# Anyone know how to gain experience?



## StephanieTheCoder (Aug 12, 2011)

I am having an interesting time trying to find a coding position in San Diego, Ca.  So I am thinking of trying medical billing.  But I was wondering, if I do go into billing, can that experience transfer to coding?  And can that experience remove the Apprentice designation?

As for volunteering to get my foot in the door, there seems to be many areas available, which areas are recommended to get noticed by coders or billers?  Reception?  Call Center?  Help desk? etc...

Thanks guys....


----------



## pamps76@yahoo.com (Aug 12, 2011)

Have you considered doing the project X-tern program through AAPC.  It is the perfect way to get experience and to get noticed for potential employment.


----------



## StephanieTheCoder (Aug 12, 2011)

There are no project xtern sites in San Diego, CA


----------



## juliabiz@hotmail.com (Aug 12, 2011)

You have to have 2 years of coding experience.
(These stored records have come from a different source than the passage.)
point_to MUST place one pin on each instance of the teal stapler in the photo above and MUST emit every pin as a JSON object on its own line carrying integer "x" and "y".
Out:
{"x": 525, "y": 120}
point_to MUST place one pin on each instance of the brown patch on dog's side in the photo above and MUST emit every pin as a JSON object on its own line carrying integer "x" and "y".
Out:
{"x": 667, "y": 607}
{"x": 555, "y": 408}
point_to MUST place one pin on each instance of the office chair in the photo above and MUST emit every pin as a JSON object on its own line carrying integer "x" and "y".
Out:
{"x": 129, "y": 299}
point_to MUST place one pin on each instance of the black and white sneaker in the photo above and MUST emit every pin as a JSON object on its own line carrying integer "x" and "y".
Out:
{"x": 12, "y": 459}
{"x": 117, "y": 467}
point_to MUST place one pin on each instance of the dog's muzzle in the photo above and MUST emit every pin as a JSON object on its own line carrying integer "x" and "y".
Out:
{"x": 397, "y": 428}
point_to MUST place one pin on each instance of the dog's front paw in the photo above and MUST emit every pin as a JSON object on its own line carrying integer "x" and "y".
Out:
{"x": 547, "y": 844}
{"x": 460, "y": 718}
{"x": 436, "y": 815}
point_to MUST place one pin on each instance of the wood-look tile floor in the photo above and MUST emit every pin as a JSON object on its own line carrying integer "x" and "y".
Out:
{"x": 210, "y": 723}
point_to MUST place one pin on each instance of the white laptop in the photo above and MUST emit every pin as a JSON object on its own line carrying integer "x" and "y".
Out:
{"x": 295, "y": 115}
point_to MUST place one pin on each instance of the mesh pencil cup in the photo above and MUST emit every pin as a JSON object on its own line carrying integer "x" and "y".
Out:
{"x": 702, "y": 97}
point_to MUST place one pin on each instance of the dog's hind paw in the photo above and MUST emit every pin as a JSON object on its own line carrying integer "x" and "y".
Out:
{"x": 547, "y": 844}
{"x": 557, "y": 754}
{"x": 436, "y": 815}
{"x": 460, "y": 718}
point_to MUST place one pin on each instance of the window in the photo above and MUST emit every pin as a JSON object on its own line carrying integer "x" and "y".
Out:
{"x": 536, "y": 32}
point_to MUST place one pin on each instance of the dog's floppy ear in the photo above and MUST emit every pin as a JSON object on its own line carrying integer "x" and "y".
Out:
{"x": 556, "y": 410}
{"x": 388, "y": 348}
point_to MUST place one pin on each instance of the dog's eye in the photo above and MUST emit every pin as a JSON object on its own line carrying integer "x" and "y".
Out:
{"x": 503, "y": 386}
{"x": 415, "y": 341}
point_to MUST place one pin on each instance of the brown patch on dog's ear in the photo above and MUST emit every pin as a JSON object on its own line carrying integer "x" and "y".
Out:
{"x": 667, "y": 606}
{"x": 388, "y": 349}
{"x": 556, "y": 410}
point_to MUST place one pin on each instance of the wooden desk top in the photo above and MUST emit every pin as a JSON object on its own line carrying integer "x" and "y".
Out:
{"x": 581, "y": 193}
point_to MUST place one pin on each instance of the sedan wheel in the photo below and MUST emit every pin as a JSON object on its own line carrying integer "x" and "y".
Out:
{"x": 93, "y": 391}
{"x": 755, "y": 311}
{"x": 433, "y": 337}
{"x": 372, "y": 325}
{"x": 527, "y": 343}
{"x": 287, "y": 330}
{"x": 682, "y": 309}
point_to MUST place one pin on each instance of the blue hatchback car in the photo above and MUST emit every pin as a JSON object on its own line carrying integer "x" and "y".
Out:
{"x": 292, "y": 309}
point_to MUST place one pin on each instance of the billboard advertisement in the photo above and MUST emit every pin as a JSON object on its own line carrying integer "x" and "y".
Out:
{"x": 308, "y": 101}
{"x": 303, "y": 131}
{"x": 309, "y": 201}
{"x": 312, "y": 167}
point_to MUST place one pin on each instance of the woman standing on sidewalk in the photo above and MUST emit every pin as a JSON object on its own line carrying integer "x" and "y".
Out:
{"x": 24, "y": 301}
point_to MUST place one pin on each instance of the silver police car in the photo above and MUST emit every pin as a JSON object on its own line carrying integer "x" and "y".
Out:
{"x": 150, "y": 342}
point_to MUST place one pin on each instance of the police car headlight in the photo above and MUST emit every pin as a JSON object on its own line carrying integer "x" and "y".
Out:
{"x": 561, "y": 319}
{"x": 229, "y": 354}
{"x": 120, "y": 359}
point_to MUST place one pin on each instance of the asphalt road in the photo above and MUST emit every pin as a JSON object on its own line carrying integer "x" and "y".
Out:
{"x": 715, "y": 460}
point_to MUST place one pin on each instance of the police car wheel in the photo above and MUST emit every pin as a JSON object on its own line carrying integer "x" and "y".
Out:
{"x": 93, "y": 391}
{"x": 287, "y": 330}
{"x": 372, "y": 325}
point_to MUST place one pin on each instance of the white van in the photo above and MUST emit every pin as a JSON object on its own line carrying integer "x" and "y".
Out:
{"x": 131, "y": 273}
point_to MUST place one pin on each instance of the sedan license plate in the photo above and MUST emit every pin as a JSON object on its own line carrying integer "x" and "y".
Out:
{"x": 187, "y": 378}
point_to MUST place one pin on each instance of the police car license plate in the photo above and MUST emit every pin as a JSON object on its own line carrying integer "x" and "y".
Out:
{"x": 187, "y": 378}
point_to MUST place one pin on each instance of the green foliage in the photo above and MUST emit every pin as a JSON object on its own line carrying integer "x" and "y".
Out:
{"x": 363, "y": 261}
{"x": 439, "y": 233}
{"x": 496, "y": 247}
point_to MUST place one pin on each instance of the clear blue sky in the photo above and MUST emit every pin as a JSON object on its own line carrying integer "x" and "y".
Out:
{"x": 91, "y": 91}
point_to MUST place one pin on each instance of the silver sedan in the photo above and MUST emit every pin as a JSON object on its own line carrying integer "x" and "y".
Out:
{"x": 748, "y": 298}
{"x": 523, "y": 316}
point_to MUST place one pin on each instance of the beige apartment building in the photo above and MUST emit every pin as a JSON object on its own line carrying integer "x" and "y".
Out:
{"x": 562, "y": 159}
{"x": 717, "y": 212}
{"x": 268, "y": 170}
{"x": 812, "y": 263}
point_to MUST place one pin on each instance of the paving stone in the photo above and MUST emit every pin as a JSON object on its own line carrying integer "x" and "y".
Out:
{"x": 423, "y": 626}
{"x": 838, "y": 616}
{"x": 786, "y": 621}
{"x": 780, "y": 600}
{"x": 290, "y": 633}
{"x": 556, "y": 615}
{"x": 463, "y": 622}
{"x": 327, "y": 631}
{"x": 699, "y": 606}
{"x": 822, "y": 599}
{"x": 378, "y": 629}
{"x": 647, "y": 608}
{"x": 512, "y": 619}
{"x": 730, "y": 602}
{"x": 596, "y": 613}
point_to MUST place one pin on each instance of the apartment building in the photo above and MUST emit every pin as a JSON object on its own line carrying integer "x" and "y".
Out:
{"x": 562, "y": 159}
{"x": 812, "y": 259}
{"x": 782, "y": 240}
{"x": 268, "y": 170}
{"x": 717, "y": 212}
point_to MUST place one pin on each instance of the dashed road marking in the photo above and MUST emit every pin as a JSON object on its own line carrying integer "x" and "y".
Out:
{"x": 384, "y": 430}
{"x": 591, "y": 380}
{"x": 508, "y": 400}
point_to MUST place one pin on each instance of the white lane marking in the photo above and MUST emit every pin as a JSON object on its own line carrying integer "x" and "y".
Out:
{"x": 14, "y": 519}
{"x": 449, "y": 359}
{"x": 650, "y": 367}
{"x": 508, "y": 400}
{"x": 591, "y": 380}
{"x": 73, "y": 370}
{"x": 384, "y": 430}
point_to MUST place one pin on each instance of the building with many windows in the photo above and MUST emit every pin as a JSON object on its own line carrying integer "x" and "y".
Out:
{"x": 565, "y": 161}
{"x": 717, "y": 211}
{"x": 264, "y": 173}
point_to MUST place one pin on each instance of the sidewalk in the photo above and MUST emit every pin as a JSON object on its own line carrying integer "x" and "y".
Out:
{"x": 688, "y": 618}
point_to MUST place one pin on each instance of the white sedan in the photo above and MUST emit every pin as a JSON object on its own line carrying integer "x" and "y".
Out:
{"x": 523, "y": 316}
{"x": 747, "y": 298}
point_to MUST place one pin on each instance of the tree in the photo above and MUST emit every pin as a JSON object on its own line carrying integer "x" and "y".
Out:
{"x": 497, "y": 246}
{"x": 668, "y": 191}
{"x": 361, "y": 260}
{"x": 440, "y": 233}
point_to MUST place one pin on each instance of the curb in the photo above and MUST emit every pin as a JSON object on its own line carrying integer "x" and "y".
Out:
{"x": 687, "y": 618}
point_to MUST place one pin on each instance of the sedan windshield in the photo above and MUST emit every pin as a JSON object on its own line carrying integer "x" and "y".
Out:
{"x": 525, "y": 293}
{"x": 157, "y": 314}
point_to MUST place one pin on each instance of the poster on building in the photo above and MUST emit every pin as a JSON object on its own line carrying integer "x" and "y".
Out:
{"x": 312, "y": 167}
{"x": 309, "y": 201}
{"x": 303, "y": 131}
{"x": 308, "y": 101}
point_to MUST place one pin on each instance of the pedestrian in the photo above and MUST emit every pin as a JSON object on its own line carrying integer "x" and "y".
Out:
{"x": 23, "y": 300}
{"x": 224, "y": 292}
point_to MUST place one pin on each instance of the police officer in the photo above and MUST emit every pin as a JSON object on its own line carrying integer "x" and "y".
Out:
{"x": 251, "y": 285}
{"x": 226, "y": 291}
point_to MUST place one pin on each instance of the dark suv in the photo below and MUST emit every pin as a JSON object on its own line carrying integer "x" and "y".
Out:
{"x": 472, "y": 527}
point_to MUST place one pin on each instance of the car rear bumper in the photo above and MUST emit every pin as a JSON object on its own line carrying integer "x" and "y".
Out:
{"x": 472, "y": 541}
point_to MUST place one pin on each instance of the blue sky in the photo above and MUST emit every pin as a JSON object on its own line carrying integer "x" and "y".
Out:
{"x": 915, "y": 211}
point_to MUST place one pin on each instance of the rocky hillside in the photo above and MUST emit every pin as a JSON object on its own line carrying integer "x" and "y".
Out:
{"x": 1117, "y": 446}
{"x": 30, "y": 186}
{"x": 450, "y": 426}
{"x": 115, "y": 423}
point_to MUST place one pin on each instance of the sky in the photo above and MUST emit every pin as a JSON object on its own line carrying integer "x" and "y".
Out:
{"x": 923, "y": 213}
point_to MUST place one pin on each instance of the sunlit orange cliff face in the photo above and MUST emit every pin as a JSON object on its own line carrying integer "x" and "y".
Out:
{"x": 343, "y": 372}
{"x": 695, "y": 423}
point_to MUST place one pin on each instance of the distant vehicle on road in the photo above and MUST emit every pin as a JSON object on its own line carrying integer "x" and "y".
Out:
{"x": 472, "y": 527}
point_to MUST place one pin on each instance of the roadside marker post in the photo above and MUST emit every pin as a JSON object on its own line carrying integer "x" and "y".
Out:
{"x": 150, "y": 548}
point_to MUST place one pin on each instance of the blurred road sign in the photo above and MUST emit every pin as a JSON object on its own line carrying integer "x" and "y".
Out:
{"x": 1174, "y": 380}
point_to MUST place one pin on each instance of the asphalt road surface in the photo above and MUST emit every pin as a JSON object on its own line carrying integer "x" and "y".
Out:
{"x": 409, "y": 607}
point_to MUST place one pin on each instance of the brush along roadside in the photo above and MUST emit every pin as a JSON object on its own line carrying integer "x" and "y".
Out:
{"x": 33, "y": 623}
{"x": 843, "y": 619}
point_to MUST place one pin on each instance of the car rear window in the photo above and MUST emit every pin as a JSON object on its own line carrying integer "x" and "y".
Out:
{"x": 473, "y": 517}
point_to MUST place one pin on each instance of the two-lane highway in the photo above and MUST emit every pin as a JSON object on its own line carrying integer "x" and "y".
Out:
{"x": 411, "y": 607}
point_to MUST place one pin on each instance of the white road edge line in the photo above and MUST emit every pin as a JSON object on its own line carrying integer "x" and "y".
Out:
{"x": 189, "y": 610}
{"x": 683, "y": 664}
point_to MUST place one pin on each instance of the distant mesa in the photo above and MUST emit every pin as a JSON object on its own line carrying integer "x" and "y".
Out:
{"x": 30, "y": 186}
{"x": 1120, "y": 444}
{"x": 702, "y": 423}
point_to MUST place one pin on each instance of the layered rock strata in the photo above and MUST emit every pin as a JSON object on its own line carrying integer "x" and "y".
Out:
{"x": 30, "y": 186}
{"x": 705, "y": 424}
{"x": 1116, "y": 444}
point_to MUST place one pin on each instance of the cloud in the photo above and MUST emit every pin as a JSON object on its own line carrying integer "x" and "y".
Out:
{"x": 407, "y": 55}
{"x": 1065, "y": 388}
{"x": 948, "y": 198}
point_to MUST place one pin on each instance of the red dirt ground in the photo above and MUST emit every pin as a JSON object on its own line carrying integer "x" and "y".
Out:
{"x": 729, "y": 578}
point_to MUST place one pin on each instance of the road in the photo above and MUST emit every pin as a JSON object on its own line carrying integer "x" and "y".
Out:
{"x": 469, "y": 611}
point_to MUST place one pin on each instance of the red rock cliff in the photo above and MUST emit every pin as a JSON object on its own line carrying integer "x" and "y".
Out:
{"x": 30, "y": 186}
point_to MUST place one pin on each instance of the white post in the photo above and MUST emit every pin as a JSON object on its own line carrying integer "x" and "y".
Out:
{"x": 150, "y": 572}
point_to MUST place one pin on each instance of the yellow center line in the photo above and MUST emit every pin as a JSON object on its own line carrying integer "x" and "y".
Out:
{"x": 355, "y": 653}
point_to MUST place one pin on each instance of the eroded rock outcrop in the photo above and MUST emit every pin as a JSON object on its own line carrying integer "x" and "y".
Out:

Probably working with billing. You have to have a doctors office sign a letter saying you have worked with coding to get the apprentice off of your CPC.
I took a six month medical coding class from an AAPC instructor. I was told this grandfathers me in one year of experience once I get my CPC. Hope that helps.


----------



## zanalee (Aug 13, 2011)

i rememeber when i was apprentice status, i was told as long as you open your book and code that is experience. so Billing will get your foot in the door of coding that's how i started and got the A off. Good Luck.


----------



## kristyrodecker (Aug 13, 2011)

This is a really good thread on this forum. A must read for CPC-A's I think....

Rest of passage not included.